Kamis, 14 Januari 2010

Anak Kuliner dan Pejabat Pemprop Jatim








Pejabat PEMPROV Jatim
Kunjungi Program Kuliner MEC

Tiba-tiba saja beberapa orang berseragam pemerintah datang ke tempat praktek kuliner di lantai 4 gedung SHS. Tampak nama dalam emblemnya Djoni Irianto. Setelah diberi tahu dari staffnya baru saya tahu bahwa beliau itu Kepala Dinas Kebudayaan dan Pariwisata Propinsi Jawa Timur. Berarti beliau adalah Staffnya Pak De Karwo yang menangani masalah kebudayaan dan pariwisata. Saat itu beliau datang tidak sendiri, Pak Djoni mengajak seorang staff dan pak Bambang S. Ketua Perhimpunan Hotel dan Restoran Indonesia Jawa Timur.
Anak-anak kuliner MEC merasa cukup surprise dengan kedatangan rombongan tersebut. Maklum selama ini mereka tidak pernah bertemu dan bercakap langsung dengan pejabat eselon I. Paling banter mereka ketemu pak Carik atau pak Lurah. Itupun setahun sekali kalo pas lagi ngurus KTP, Surat Keterangan Tidak Mampu, atau permohonan-permohonan lainnya. Namun dengan adanya kunjungan dan dukungan moril dari pejabat tersebut, ke PD an mereka bertambah. Apalagi para pejabat tersebut juga mencicipi beberapa makanan hasil olah kreatif anak-anak seperti bakpao, bakso udang, onde-onde, siomay dll. Dan kemudian bilang enak, mak nyus. Ya semoga tambah semangat. Ciao !!!!













Jumat, 01 Januari 2010

MEC di Jawa Pos


Mandiri Entrepreneur Center, Kampus Gratis untuk Anak Yatim
Fasilitasi Pendidikan sampai Mencarikan Kerja


Pada zaman ini, sangat sulit lulusan SMA mendapat pekerjaan. Hal itu juga dirasakan pengurus Yayasan Yatim Mandiri yang mengasuh puluhan anak yatim. Mereka mencoba memecahkan problem tersebut dengan mendirikan Mandiri Entrepreneur Center (MEC).

HAFID ABDURAHMAN

---

KAMPUS di Jalan Jambangan 70 itu tidak luas, hanya 1.800 meter persegi, satu lantai. Ada tujuh ruang kelas, tiga laboratorium komputer -satu di antaranya untuk bengkel-, satu ruang koperasi, front office, dan lima ruang asrama.
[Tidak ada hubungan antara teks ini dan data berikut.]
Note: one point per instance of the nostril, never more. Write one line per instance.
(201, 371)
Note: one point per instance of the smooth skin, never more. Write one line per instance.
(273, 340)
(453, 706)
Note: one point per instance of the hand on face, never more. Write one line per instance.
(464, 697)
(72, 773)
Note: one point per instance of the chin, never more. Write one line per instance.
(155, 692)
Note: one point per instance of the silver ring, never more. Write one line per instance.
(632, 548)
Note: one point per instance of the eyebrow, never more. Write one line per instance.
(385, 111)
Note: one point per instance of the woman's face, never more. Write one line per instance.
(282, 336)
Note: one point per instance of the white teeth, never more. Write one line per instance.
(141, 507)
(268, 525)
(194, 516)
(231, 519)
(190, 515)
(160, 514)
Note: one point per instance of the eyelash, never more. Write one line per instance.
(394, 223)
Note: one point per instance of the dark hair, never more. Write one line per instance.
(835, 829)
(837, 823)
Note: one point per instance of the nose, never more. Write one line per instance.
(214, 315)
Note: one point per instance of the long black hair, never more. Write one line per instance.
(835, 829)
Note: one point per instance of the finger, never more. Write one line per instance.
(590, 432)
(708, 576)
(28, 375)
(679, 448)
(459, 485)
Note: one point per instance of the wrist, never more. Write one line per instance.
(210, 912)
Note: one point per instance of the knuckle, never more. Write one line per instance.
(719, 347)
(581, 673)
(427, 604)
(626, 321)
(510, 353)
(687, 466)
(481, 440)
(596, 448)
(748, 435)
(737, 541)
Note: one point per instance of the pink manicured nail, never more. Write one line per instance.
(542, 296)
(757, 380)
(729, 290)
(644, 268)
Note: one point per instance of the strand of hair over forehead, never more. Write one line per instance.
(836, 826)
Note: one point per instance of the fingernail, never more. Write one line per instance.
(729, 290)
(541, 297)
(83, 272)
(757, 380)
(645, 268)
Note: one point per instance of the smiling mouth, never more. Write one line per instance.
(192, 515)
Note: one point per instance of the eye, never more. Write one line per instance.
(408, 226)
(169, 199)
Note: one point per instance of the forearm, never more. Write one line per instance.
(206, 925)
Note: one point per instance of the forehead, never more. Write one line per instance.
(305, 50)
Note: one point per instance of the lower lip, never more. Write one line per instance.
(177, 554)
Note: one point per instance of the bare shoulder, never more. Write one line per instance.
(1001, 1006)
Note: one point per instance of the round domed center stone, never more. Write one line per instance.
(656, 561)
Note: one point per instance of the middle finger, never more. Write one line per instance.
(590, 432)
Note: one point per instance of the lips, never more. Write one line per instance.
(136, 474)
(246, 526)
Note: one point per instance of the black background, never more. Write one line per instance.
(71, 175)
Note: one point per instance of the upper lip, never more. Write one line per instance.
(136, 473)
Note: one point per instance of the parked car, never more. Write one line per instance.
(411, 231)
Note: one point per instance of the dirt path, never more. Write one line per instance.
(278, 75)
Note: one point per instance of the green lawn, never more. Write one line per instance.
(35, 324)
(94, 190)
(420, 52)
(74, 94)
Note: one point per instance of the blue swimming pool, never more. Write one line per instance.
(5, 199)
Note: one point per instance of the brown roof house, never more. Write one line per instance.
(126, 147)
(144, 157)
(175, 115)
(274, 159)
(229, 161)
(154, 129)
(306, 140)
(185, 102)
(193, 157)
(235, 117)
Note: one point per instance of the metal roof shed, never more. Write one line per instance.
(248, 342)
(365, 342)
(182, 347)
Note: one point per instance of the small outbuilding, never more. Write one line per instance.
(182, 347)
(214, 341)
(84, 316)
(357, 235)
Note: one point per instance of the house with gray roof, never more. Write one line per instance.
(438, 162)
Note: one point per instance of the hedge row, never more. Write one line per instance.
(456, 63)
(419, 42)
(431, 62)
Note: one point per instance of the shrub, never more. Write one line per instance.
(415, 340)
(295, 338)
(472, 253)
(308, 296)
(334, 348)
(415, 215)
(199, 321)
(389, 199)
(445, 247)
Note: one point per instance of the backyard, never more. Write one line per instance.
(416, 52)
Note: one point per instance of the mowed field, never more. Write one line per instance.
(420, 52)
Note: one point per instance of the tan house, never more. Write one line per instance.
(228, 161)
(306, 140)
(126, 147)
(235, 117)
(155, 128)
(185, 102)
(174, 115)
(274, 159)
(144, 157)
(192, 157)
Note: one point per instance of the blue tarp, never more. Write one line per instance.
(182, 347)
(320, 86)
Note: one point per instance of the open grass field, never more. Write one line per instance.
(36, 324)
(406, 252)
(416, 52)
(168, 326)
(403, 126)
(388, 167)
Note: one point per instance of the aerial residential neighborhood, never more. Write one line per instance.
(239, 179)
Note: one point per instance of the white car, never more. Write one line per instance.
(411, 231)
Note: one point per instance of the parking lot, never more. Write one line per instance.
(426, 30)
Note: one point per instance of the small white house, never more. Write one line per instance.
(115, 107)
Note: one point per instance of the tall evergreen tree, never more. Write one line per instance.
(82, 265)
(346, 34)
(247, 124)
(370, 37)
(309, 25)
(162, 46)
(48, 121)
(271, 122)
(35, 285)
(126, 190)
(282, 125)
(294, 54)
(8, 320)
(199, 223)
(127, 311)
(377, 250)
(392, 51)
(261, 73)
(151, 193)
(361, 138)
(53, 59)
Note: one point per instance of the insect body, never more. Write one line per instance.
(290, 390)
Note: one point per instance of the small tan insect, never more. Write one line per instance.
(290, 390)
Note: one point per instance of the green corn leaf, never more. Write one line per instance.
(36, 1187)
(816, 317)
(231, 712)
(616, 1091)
''Kampus ini bekas gedung SMP swasta yang sudah tutup,'' kata Humas MEC Hendy Nurrokhmansyah. ''Ini kelas komputer, akuntansi, dan administrasi MEC. Kami berharap anak-anak yatim ini kelak bisa bekerja di bagian administrasi kantor atau perusahaan,'' jelasnya.

Perguruan tinggi setingkat diploma satu (D-1) itu memang khusus untuk anak yatim. Mereka belajar di situ tanpa bayar. Bahkan, biaya hidup mereka -makan dan tempat tinggal- juga ditanggung.

MEC kini menampung 96 lulusan SMA. Semua tinggal di asrama. Tiga di antara lima ruang asrama itu dipakai untuk perempuan, sisanya dihuni mahasiswa pria.

Mereka terbagi dalam enam jurusan. Yakni, komputer akuntansi, desain grafis, otomotif, teknisi komputer, kuliner, dan diklat guru TK (taman kanak-kanak). ''Kami sengaja memilih enam jurusan itu agar anak-anak cepat dapat kerja,'' papar Hendy. ''Lapangan kerja di bidang administrasi, otomotif, atau kuliner begitu banyak. Ya, syukur-syukur nanti anak-anak bisa jadi entrepreneur,'' lanjut lulusan Fakultas Sastra Unair itu.

Fasilitas perkuliahan di kampus tersebut cukup memadai. Misalnya, pagi kemarin, Iryanto Budiman, dosen akuntansi, menjelaskan pelajaran di depan 22 mahasiswanya dengan bantuan OHP (overhead projector).

Di ruangan lain, laboratorium komputer, para mahasiswa tekun mengikuti materi pengenalan web. ''Sudah tiga bulan belajar bikin web design. Ya susah-susah gampang. Setelah itu, baru bisa punya blog sendiri,'' kata Abdul Wahab Hasan, salah seorang mahasiswa jurusan desain grafis dan multimedia.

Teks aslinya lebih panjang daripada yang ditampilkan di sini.